What’s more, KILLER CONDOM’s view of gay men is robust, healthy, and non-exploitative in the least. Despite his unnecessarily comic name, Mackaroni is a well-rounded gay protagonist that lives up to exactly no stereotypes. He’s not a tortured young man just coming to terms with coming out. He’s not a slutty studlette. And he’s certainly not an effeminate aesthete with a penchant for showtunes. He’s a thick, balding, middle-aged man whose sexuality is something he’s long since gotten over being “tortured” about. Mackaroni is a cop. He is a man. He loves other men. Period. You got a problem with that? He’s not trying to confront or hide anything. He simply is. That he is openly gay — simply by incident — makes him a notable queer character in the canon of ’90s cinema.
Mackaroni even gives a rambling speech partway through the movie that skews theological, declaring that God is not judging anyone, and is not seeking to punish men for wearing dresses. In a weird bout of Christian philosophy, Mackaroni declares that God is love, and lovers are His agents. We’re merely humans that are responsible for our own actions. Hefty stuff for a film about a rubber monster that bites off male organs.

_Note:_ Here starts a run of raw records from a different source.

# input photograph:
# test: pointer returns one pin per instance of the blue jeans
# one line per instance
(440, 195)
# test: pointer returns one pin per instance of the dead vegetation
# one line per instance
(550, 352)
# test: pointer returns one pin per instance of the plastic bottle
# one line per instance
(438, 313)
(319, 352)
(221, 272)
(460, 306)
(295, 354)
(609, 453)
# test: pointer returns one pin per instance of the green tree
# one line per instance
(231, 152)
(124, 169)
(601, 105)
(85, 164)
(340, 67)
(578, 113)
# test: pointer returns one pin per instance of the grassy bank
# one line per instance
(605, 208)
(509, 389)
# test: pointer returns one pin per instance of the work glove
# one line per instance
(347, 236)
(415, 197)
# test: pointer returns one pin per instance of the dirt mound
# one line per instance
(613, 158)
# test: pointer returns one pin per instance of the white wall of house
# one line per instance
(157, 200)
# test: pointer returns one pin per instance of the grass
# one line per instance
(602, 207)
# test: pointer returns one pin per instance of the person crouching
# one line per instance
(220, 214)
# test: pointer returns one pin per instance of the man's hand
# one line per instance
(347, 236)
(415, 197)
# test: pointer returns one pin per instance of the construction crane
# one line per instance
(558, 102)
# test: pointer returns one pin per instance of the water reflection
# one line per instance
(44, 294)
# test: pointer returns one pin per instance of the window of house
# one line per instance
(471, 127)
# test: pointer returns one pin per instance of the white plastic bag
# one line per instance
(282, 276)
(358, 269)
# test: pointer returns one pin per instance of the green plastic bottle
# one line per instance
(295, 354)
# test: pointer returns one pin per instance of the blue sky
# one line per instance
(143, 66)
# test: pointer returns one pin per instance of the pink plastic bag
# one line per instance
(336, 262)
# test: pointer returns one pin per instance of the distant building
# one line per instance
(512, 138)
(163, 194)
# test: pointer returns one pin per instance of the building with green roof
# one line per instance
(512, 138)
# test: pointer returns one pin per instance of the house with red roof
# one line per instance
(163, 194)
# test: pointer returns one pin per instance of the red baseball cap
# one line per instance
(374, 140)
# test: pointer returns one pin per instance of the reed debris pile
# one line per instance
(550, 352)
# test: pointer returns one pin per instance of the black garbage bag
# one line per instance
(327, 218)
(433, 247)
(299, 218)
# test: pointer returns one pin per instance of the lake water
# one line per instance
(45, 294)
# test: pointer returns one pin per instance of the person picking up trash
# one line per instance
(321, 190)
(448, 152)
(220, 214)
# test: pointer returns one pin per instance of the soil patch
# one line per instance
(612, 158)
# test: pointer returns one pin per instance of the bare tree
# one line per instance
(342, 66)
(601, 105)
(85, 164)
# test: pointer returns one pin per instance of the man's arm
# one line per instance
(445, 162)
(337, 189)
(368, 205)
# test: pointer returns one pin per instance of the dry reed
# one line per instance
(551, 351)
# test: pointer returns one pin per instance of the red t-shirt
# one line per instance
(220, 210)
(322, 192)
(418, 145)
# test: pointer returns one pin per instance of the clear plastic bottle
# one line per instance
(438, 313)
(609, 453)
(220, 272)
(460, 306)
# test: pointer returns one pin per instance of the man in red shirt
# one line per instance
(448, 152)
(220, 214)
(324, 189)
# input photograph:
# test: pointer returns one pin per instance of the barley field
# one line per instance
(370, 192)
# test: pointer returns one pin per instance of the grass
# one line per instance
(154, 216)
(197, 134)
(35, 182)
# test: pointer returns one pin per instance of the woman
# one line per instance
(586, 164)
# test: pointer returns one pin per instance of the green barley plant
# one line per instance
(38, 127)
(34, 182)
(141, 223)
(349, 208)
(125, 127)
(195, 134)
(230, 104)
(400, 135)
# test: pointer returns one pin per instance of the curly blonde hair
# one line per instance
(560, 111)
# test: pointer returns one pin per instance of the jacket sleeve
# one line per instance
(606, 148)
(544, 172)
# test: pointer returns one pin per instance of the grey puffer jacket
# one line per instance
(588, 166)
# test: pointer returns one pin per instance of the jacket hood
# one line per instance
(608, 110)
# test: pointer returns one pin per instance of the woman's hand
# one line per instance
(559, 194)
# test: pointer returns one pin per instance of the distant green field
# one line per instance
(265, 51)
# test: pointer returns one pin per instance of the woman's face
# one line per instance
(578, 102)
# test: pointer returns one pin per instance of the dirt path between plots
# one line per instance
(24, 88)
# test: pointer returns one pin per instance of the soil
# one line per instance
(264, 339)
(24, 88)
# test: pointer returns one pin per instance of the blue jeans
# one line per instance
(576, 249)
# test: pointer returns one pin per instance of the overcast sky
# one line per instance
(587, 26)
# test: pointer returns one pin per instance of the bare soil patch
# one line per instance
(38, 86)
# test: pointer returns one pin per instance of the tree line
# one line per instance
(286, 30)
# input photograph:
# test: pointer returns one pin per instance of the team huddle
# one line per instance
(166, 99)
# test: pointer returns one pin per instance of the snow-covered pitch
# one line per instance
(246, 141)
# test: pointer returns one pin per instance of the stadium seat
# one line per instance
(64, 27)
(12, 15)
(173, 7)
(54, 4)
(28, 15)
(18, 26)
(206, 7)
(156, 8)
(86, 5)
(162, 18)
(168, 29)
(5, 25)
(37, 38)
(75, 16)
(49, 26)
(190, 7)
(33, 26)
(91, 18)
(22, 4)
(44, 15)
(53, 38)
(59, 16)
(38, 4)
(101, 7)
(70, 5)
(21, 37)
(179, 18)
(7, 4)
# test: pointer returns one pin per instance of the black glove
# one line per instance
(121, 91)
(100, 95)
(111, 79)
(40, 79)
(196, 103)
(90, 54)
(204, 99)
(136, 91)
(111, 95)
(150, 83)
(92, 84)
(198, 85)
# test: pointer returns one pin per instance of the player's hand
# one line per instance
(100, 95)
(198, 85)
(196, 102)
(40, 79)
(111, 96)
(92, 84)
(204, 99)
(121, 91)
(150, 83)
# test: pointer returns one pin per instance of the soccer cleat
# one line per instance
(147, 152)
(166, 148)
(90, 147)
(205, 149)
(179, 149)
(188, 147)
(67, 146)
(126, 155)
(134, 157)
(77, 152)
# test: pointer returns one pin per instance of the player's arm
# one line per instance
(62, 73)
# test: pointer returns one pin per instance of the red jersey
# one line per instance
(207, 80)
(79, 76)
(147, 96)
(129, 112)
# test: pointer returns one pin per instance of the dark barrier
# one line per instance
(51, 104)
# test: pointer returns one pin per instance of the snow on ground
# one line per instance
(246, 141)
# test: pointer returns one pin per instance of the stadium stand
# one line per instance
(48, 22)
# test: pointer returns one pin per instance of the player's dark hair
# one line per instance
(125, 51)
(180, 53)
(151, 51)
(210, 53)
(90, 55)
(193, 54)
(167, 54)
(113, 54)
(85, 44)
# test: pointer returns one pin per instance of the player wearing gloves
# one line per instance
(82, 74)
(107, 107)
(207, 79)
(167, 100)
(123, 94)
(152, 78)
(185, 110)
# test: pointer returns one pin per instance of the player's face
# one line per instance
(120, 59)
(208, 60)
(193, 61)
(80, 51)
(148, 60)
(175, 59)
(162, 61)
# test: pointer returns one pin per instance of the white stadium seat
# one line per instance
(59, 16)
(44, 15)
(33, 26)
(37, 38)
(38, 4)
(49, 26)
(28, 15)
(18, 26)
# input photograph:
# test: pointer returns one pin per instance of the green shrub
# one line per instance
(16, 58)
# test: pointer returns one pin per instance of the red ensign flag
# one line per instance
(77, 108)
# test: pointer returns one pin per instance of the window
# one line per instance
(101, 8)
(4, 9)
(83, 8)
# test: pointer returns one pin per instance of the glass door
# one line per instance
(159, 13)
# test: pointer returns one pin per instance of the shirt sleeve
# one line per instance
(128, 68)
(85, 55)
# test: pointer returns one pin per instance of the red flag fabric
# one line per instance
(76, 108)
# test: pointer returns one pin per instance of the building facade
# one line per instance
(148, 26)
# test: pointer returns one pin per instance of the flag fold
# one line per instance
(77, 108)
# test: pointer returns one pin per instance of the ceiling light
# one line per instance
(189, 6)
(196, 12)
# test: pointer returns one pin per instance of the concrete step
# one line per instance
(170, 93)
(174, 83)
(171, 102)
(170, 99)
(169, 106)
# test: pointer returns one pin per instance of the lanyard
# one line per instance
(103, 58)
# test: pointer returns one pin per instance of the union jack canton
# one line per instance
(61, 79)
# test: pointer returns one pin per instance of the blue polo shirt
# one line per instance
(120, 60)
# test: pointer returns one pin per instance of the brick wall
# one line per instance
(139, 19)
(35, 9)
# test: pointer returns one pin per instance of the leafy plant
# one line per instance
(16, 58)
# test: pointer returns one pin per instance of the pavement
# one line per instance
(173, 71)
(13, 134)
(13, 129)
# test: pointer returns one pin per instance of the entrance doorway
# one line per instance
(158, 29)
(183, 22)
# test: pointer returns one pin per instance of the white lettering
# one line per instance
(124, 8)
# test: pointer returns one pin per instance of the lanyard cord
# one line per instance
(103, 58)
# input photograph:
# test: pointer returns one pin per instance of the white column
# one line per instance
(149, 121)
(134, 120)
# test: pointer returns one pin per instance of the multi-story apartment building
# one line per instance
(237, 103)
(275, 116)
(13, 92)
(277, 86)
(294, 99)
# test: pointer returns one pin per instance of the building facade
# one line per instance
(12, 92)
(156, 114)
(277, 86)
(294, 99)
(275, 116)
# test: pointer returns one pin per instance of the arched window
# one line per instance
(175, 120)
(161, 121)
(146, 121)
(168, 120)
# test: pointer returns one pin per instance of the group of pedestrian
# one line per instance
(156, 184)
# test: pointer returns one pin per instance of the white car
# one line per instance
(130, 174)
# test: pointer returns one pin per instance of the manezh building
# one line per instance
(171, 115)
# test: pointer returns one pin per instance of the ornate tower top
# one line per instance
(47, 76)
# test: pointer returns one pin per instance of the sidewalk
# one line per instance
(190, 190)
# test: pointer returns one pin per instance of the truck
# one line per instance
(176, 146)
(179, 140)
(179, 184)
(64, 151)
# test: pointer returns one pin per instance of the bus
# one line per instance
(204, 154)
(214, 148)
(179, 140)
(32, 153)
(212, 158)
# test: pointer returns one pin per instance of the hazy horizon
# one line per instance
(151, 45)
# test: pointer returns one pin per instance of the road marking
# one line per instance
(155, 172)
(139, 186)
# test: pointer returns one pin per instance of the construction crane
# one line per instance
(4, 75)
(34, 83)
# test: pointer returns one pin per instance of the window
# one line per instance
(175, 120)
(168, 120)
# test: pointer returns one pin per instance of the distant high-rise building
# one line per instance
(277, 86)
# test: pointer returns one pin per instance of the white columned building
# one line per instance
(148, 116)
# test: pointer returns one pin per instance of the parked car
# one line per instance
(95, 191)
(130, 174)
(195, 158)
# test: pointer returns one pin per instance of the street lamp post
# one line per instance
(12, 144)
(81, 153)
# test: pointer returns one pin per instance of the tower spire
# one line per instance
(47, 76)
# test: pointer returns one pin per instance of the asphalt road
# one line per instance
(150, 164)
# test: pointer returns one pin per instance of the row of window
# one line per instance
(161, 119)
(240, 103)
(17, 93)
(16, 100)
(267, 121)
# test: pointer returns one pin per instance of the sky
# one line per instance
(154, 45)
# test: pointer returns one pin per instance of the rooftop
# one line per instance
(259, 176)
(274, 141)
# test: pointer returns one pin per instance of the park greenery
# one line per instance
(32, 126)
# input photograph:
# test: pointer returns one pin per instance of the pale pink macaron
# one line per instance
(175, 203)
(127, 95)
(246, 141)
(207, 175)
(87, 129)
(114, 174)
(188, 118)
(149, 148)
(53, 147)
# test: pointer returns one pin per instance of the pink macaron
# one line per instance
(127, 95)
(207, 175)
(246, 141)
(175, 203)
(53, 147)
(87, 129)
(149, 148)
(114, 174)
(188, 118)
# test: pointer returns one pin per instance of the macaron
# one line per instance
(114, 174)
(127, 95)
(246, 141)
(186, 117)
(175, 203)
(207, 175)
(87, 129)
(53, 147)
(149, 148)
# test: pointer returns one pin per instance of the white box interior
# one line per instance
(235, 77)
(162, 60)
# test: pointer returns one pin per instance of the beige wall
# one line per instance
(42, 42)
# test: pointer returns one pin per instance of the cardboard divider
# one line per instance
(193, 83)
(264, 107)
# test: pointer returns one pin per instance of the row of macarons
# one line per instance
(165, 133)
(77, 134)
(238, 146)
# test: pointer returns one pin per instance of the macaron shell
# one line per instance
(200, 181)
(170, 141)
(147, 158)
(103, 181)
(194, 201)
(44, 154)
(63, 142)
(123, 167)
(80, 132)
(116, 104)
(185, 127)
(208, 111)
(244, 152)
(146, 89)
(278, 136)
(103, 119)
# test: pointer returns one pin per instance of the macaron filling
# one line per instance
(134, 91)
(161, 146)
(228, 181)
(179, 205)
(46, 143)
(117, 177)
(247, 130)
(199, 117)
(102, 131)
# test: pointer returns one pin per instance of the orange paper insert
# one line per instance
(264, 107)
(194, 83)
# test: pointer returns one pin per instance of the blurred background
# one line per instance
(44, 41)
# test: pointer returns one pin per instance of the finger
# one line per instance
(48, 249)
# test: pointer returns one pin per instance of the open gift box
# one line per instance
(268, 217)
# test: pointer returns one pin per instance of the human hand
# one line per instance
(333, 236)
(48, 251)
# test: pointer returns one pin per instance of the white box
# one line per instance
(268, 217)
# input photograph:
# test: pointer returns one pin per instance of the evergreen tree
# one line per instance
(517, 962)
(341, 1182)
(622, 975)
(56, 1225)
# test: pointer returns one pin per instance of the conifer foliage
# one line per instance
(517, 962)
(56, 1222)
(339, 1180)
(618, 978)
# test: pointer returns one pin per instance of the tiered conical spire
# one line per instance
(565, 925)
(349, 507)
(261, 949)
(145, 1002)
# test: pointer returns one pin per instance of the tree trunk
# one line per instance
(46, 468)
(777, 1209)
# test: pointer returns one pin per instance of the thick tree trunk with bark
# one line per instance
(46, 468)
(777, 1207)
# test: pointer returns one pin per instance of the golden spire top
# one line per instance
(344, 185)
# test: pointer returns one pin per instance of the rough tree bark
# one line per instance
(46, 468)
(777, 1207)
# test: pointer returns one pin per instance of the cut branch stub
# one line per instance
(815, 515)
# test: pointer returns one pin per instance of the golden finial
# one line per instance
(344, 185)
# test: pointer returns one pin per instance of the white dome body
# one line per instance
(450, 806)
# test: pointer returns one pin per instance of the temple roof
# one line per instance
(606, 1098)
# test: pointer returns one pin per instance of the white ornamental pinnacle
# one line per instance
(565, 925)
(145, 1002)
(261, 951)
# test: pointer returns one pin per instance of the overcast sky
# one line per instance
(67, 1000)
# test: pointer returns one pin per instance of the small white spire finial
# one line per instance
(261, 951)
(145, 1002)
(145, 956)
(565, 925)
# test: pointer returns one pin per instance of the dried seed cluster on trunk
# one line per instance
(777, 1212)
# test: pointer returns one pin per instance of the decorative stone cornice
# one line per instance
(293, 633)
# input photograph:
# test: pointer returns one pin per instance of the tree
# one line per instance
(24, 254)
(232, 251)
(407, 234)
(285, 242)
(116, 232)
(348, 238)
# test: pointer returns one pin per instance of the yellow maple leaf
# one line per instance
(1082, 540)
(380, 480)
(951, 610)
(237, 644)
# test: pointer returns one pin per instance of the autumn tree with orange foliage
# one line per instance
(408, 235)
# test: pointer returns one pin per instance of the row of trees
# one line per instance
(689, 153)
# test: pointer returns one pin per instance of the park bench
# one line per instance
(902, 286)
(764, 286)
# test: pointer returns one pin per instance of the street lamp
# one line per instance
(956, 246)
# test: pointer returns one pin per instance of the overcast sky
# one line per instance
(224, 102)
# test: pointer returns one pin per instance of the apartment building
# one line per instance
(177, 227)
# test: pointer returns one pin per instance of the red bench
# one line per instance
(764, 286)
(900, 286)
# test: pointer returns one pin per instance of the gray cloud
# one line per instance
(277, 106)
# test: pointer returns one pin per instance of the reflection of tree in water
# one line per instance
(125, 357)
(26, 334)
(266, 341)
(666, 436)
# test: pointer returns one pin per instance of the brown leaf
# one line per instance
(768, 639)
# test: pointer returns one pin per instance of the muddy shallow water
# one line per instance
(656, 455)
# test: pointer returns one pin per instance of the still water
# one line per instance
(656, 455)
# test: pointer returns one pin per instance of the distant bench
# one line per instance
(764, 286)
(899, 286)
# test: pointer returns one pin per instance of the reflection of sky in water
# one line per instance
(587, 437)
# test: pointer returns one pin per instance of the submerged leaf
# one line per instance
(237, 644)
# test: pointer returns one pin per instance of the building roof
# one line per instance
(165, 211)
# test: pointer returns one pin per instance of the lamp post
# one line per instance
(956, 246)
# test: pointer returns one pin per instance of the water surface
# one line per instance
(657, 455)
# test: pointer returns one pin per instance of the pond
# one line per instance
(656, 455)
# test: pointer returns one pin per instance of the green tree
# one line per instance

True, KILLER CONDOM goes on to explain the origin of the killer condom, and it certainly delights in all of the genital-mutilating mayhem that it initially promises from its silly title; it is, after all, a Troma-distributed exploitation film. But, in many ways, its views of sexuality are warmer and more intelligent than many films to come before and even of some of its contemporaries. It may be, perhaps, one of the more notable horror films of the 1990s.